作者
C.M. Mari,Federica Aliperta,Amadeo Sanz-Pérez,Mario Alonso,Elena González‐Burgos,Juan F. González,Irene Lozza,Ana Fernández-Carballido,Ana Isabel Fraguas‐Sánchez
摘要
Hepatocellular carcinoma (HCC) is the most common type of liver cancer, characterized by rapid progression and poor prognosis. Silibinin (SIL), the main active constituent of milk thistle, inhibits proliferation, induces apoptosis, and suppresses metastasis of HCC. However, its clinical use is limited by poor water solubility and low oral bioavailability. Nanoencapsulation offers an effective strategy to overcome these drawbacks, enabling selective targeting of tumor cells. This work aimed to design, develop, and characterize silibinin-loaded PLGA nanoparticles coated with phenylalanine (Phe-SIL-Nps) to enhance SIL delivery to HCC cells. An L4 Taguchi design was used to optimize the formulation. PVA concentration was the most influential factor, significantly affecting particle size, drug loading, and encapsulation efficiency, while sonication time had a statistically significant effect on the PDI. The optimized formulation (SIL-Nps), prepared with 3% PVA, a sonication time of 8 min, and a sonicator amplitude of 75%, exhibited a particle size ≈250 nm, a PDI ≈0.2, a zeta potential of -26 mV, a drug loading of ≈450 μg SIL/10 mg Nps, and a high encapsulation efficiency (≈96%).
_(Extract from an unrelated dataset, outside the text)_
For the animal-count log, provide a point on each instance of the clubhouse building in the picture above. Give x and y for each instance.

Phenylalanine coating increased particle size up to 275 nm and shifted the zeta potential to more negative values (-35 mV). Both SIL-Nps and Phe-SIL-Nps showed a spherical shape and exhibited a controlled release profile for 7 days. Phe-SIL-Nps displayed higher cytotoxicity than free SIL and SIL-Nps, as well as greater ROS production in Hep3B cells. This enhanced effect is attributed to their higher internalization via LAT transporters, which are overexpressed in HCC cells. These results suggest that LAT-targeted nanoparticles represent a promising technological approach to enhance the antitumor efficacy of antineoplastic agents in hepatocellular carcinoma.